Jun 04, 2019

EVP, Sheila Byrne Talks Apartment Amenities

  • 640 N Wells Amenity Space
Habitat's EVP of Property Management, Sheila Byrne, was recently interviewed for a piece in Multi-Housing News, regarding the next phase in luxury amenities! Read on to see highlights from the piece by Alexandra Pacurar and a link to the full article: 

Multifamily development is placing new emphasis on apartment amenities for authentic living. In the future, tech's role will be clearly defined, while spaces for mindful connection—with oneself and others—will be amonth renters' top favorites.

Of the many factors shaping multifamily design and development, one particularly powerful trend is creating apartment amenities for authentic living. The pervasive presence of technology is driving a search for experiences that are real, rather than virtual, and for genuine social contact. 

That may explain why the next generation of amenities is less about things than about intangible values. If we were to sum up the mission of these facilities in a single phrase, it might be “well being.” For residents across the generational spectrum, home is a safe, comfortable environment, but it is increasingly a place that provides the means to be healthy in body, mind and spirit.

“The type of amenities that are popular today and will continue to grow in popularity are foundationally designed around sustainability and wellness concepts that are adaptable and future-proof,” said Sheila Byrne, executive vice president of property management at The Habitat Co.  “Technology has enabled greater access to wellness information and has put personal health monitoring into the palms of our hands.”

Coworking lounges, pools, dog spas and fitness clubs are standard at many new developments, but it takes more than these features to attract Millennial or Gen Z renters. Climbing walls, squash courts, saunas and steam rooms or spectacular infinity pools provide alternatives to standard regular sports and leisure facilities. Selecting the right cutting-edge amenities is a crucial exercise, because amenities are a differentiator. The renter will choose the community with impressive, next-generation amenities over a comparable property with fewer such offerings.


Successors to the conventional common area are taking the form of spaces that encourage social interaction and chill time. “People are really looking for connection to their community and having a service that provides both an introduction to your amenity spaces, as well as your fellow residents, is sort of that key ingredient in what renters are looking for in their living experience,” Byrne explained.

Next on the hot list are customized, curated and on-demand services that cater to residents and make their lives easier and more enjoyable. These range from on-site car-sharing centers to concierge services that offer busy residents support for housekeeping, pet care and other chores.


Despite technology’s central role in the home, some intriguing research hints at generational differences in how that role is perceived.

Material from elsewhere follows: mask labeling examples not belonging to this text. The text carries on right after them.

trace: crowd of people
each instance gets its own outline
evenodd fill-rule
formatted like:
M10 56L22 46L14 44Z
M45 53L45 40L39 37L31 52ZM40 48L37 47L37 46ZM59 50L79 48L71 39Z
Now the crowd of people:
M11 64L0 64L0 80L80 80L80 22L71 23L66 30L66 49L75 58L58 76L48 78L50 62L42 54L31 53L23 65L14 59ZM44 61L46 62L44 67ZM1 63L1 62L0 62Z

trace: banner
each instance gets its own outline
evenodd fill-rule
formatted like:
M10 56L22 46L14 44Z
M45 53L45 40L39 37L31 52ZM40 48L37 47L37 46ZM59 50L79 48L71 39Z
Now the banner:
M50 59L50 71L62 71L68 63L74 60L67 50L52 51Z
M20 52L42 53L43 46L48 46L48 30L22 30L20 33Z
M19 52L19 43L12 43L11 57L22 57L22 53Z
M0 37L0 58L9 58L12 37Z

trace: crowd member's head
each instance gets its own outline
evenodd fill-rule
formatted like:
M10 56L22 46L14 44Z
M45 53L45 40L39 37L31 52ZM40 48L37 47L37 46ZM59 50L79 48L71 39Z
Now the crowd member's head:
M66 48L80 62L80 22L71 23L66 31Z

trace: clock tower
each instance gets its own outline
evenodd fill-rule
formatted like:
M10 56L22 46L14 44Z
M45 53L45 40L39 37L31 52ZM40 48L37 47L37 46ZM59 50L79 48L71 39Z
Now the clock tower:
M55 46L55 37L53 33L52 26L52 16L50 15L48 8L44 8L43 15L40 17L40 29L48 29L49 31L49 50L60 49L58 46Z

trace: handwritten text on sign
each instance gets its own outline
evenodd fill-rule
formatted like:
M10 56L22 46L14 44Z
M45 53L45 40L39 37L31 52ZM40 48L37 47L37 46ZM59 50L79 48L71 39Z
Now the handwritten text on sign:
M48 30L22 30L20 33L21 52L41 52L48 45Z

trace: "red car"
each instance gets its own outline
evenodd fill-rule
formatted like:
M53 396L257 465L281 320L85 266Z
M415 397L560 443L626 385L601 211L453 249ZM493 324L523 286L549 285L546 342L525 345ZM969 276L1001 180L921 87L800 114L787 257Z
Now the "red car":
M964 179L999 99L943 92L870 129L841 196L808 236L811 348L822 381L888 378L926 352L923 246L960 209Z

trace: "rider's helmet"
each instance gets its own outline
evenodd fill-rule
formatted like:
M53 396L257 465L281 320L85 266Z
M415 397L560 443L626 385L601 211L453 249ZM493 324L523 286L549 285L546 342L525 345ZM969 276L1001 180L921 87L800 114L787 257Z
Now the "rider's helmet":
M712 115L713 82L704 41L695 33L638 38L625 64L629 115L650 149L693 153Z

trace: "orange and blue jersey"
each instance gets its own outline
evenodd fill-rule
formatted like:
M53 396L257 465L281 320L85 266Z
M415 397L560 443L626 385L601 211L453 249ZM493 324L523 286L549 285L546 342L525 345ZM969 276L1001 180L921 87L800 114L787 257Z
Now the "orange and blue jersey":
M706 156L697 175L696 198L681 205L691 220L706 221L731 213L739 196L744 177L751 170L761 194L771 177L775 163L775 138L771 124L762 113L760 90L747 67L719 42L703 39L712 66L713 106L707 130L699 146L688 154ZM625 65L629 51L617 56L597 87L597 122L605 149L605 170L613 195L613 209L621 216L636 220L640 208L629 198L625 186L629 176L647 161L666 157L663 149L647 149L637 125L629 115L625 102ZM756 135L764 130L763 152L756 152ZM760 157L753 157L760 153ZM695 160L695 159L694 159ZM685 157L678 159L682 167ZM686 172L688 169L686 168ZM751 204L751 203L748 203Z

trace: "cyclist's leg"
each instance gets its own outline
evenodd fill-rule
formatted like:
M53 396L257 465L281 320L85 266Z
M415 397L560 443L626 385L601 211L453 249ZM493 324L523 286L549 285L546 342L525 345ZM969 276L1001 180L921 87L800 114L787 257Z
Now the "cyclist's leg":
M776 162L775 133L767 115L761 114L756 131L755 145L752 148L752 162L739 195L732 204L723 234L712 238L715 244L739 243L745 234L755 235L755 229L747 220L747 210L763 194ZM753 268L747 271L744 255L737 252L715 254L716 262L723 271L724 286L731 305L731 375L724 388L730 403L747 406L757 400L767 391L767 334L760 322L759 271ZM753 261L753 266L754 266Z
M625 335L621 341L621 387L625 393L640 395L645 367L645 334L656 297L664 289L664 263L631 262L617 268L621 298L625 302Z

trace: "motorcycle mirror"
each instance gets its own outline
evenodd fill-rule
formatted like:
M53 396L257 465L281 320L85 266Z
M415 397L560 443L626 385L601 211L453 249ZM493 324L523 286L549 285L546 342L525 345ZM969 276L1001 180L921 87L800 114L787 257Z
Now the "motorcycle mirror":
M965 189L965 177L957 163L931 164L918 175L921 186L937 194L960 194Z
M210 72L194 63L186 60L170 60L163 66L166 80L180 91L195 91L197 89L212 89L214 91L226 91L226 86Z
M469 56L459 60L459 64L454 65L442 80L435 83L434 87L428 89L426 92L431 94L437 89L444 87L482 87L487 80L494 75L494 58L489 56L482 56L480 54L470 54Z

A study by the cloud-based platform Vision Critical and MARU/VCR&C shows that 36 percent of Millennials “strongly agree” that science and technology can solve the world’s biggest problems; for Gen Z, that percentage slips to 30 percent. This suggests that the next cohort of renters may place somewhat less emphasis on software and hardware in the homes.

Some forward-thinking developers are planning their facilities with an eye toward giving residents a break from the constant barrage of electronic devices. Another example of apartment amenities for authentic living is the growing popularity of dedicated spaces for technology detox. These can be quiet spaces or meditation areas where noise and disruptive behavior is are not allowed. The rooms are off limits to computers and cellphones; instead, human interaction is encouraged.

“These detox spaces serve as a physical reminder to take a moment to yourself, and take a break from scrolling, so that you can refocus and sort of recharge, since sometimes our attachment to tech can be draining,” Byrne said.

Tech will be used to simplify our daily lives, while screen time will be limited in exchange for experiences that take place outdoor or focus on human interaction.


For developers and owners considering apartment amenities for authentic living, the question is ultimately a matter of return on capital. Is it worth investing in this new generation of amenities? Early indications are that the answer is yes. Cutting-edge amenities generate an average increase in monthly rent of up to $150, Byrne estimates, but the exact premium depends on myriad factors. And residents seem to have no problem paying more.

Things might change in the future, as Gen Z constitutes become the main renter pool. The Vision Critical report shows that those born from the mid-1990s to the early 2000s are more conservative spenders than their Millennial counterparts. The financial aspect will lose ground compared to other values, such as sustainability.